Where do great ideas come from?
We are always on the lookout for good ideas. One came from our dear friend, Dr. Erica Pecorale. Erica is both generous and brilliant, she is the kind of teacher who is open to collaboration and is a source of inspiration for all who know her. Follow her on @twitter @epecorale . She co-moderates a weekly chat called #simplestarts with Kari Yates @Kari_Yates and Dani Burtsfield @girlworld4 . Erica suggested having student led read alouds where students prepare a read aloud that involves active engagement from their classmates. They are not merely reading aloud a story but they have a plan on what they will do with the children; turn and talk, stop and jot, and follow up activities involving talking and writing around reading.
Why take the time to do this work?
This suggestion really resonated with us because our work together is focused on promoting agency in the classroom. If we value independence, then it just makes sense to plan for it throughout the school day. Read aloud is typically the teacher’s turf, but when we share this time we are opening up potential for student learning in a multitude of ways. We are flexing our standards in ways that are both relevant and engaging. Here are some examples of students at work:
- As a scaffold for kids who need it, there is conferencing beforehand to focus on word solving.
- Students are practicing read aloud as a performance piece, making fluency viable.
- Students are reading with purpose and understanding because they are directing the reading.
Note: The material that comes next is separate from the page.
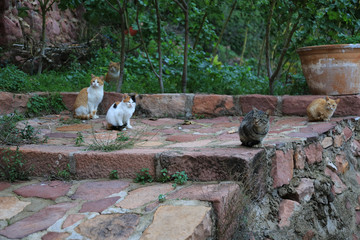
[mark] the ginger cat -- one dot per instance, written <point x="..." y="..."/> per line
<point x="113" y="72"/>
<point x="119" y="114"/>
<point x="322" y="109"/>
<point x="88" y="99"/>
- Students are planning and executing the lessons and this makes reading for meaning vital to the process.
- Students are planning active engagement for their peers through a multitude of listening and speaking activities around the book.
- Students are planning and executing writing about reading just as we would have done.
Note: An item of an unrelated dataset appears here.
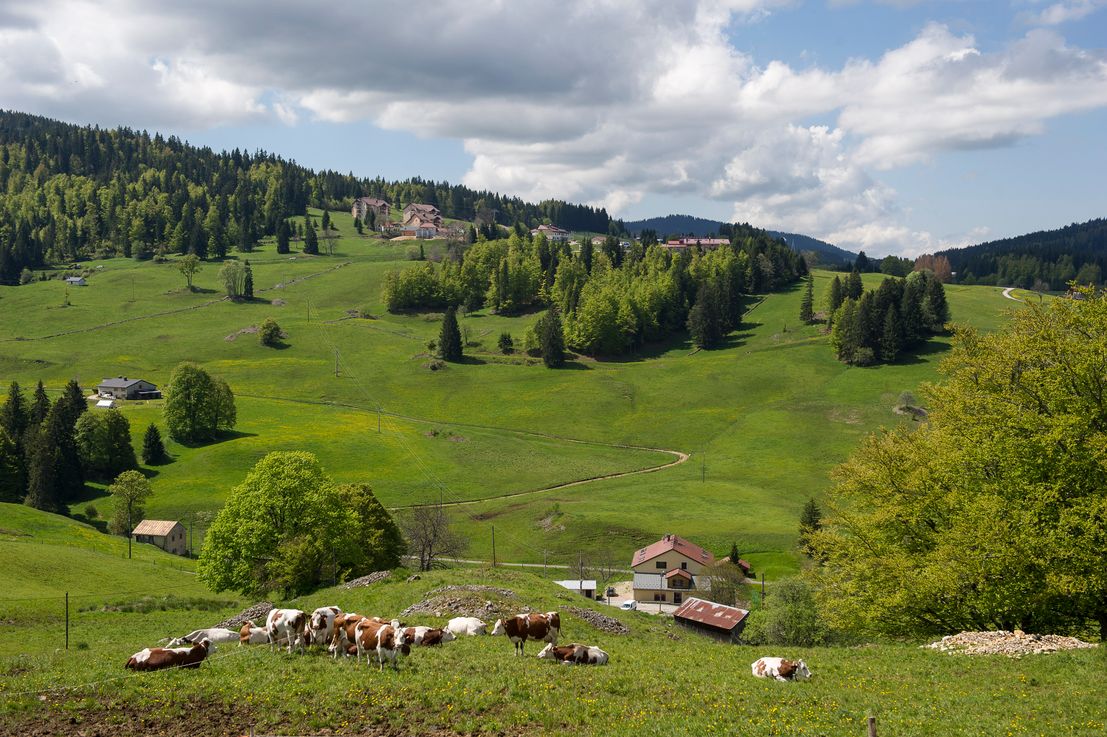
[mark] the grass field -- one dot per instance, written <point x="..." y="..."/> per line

- Students are making choices from a wide variety of genres with a rationale..
How did it roll out?
It was state testing time and we wanted an activity that would bring joy to the classroom during a difficult time of the year. This was the perfect fit. We began this on a volunteer basis where students chose to pick a book to read aloud and plan a lesson. Quickly, students began to sign up and discuss their ideas with us. When they felt ready and had sufficient practice, our students became teachers.
What did we learn?
- Child selected groupings: it was interesting to see how children prepared this aspect of the learning. Some students were intuitive and pragmatic with how students should be grouped to maximize the learning.
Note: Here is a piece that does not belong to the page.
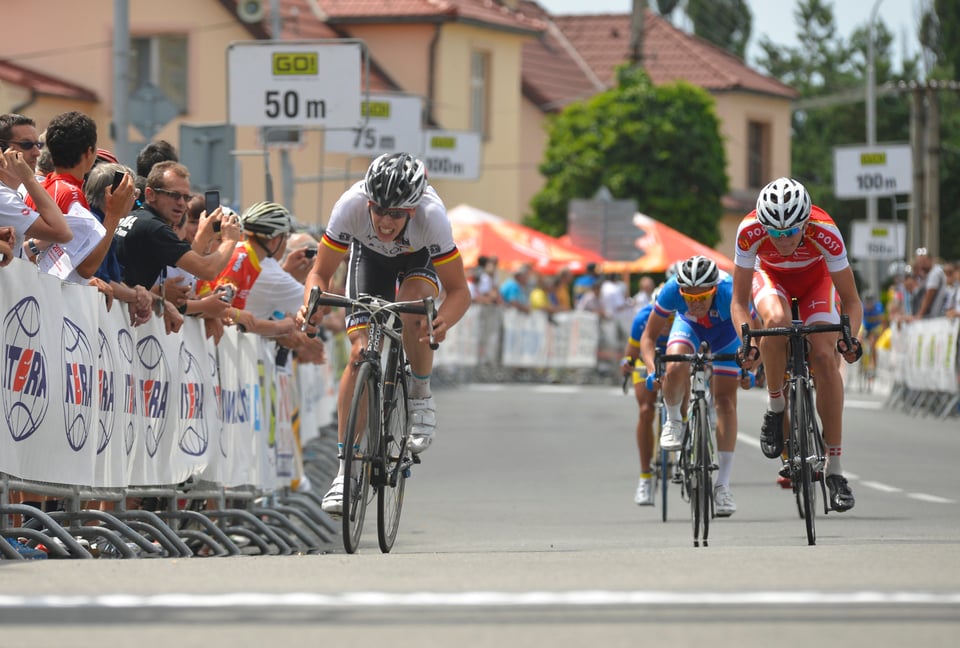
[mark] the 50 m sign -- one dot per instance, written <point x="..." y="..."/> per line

- Child’s perspective: this was revealing to learn how children conceptualize the teacher’s role. Some students circulated the room and conferred with students, while other students wanted to give a grade. Some students replied to their classmates’ answers with positive messages.
- Focused learning: students who are prone towards distraction were completely engaged in this process.This experience afforded them insights that would otherwise have been inaccessible, would students understand what had to be done? Would they be bored? Would they like the book? These are all ways to reflect on one’s own learning as they planned for each other.
- Importance of play: on Thursday April 14, 2016 #G2Great had @MrazKristine @cheryltyler11 @AlisonPorcelli join the conversation and it was an inspired chat. We were struck by how the power of play was revealed through this work. This was purposeful play where children assumed the role of the teacher to stretch and grow their thinking and actions.